The numbers: Sales of newly-constructed homes in the U.S. dropped 0.4% on a monthly basis in December to a seasonally-adjusted annual rate of 694,000, the government reported Monday.
That’s compared with a seasonally-adjusted pace of 697,000 set in November, which was revised downward from the original report released last month. Because of the sample size of the new-home sales data collected by the U.S. Census Bureau, the report can have swings and significant revisions, as was also seen in the September and October data releases.
While new-home sales dropped on a monthly basis, they were up 23% from the previous year in December. The average rate of new home sales in 2019 was 681,000, which was 10.3% higher than 2018’s pace.
What happened: The median sales price for new homes was $331,400 in December, which was up from the previous month. The government estimated there was a 5.7-month supply of new homes available for sale, up slightly from November as well.
New-home sales increased in the West (up 31%) and the Midwest (up 10%). Meanwhile, sales volume fell 15% in the South and 12% in the Northeast.
Big picture: While new-home sales have now fallen for three consecutive months, most signs indicate that the new-home market should be strong in 2020.
Confidence among home builders remains around all-time highs in large part because of the low supply of homes for sale overall. A recent report from the National Association of Realtors found that the inventory of homes for sale nationwide had dropped to the lowest level in 20 years.

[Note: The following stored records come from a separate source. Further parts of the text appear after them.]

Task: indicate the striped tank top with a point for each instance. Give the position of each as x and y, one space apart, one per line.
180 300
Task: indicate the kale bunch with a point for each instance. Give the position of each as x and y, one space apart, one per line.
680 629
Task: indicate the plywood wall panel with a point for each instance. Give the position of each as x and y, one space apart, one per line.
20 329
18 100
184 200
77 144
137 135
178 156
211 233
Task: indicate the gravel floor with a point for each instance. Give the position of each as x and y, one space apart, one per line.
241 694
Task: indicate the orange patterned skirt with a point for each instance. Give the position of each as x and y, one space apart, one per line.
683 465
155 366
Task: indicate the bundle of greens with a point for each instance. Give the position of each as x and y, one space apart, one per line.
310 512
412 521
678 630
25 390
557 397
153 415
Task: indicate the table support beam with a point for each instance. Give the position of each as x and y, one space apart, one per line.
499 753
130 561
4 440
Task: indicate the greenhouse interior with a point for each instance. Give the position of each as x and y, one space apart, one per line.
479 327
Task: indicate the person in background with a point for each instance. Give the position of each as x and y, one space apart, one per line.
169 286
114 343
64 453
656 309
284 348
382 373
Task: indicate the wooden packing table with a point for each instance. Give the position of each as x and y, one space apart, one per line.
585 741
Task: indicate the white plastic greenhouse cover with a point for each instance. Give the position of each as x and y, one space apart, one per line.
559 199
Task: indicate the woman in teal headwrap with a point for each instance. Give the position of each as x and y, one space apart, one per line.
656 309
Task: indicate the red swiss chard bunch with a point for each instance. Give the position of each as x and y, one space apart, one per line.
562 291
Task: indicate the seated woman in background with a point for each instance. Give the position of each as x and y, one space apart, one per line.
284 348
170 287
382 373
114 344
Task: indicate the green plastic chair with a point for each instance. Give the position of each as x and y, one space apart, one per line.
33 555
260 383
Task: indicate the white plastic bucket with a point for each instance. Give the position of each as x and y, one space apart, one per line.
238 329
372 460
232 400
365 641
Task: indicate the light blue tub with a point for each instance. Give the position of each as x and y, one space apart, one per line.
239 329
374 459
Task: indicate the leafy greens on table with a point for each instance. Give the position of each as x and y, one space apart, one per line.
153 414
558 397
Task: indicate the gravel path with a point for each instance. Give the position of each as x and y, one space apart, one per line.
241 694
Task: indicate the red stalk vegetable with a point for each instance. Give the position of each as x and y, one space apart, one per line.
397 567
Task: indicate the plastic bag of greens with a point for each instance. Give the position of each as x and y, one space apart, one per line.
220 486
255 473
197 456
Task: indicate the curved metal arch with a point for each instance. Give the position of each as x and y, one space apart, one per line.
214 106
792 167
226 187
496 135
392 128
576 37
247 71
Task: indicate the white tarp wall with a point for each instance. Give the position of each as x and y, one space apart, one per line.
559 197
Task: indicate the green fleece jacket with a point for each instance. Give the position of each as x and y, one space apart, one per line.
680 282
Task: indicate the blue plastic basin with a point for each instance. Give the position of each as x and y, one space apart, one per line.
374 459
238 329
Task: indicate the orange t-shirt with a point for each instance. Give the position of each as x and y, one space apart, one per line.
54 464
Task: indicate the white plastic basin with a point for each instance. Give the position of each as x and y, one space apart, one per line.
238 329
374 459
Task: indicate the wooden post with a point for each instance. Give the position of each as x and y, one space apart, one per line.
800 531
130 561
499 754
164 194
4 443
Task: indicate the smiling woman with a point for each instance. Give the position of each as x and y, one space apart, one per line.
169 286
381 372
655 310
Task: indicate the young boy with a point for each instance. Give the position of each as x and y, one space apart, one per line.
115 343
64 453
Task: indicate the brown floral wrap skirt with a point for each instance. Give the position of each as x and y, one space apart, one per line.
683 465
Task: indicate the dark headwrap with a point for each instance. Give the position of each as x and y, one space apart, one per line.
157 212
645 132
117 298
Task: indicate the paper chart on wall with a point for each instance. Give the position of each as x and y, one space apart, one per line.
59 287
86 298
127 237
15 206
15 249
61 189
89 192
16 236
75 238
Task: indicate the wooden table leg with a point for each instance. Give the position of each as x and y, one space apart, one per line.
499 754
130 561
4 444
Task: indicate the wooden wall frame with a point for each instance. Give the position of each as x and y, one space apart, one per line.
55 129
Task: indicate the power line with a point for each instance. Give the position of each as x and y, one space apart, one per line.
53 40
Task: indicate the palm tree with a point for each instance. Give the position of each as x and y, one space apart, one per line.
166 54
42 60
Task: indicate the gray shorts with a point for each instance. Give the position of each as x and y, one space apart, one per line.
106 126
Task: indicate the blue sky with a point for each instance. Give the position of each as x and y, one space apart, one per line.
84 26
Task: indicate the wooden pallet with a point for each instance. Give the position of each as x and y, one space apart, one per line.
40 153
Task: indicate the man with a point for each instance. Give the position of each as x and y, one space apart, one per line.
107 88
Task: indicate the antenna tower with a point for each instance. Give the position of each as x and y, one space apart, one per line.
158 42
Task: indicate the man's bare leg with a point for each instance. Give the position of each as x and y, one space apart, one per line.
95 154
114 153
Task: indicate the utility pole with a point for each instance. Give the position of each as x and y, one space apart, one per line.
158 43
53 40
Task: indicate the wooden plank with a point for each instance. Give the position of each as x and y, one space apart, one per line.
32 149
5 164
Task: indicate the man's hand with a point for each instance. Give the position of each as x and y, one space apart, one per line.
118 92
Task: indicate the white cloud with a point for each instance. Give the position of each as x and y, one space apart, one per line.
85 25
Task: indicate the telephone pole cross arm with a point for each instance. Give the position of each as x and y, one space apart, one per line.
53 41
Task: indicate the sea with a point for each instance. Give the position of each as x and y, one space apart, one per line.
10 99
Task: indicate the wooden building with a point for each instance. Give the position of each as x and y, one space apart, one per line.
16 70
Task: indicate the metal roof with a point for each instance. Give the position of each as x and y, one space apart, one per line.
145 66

The lack of home-building activity following the recession has constrained Americans’ ability to buy nowadays. That’s driven home prices to record highs across much of the country, putting a strain on buyer’s finances. Nevertheless, buying demand remains elevated, which should continue to support interest in purchasing a new home.
What they’re saying: “Extremely tight supply conditions continue to hold sales down and are driving more homebuyers to the new home market,” said Nationwide’s senior economist Ben Ayers and economist Daniel Vielhaber in a research note.
Market reaction: The Dow Jones Industrial Average, S&P 500 and the 10-year Treasury note were all down in morning trading, a reflection of concerns surrounding the coronavirus in China.
Meanwhile, shares of home-building firms PulteGroup and D.R. Horton and Lennar Corp. all rose Monday morning.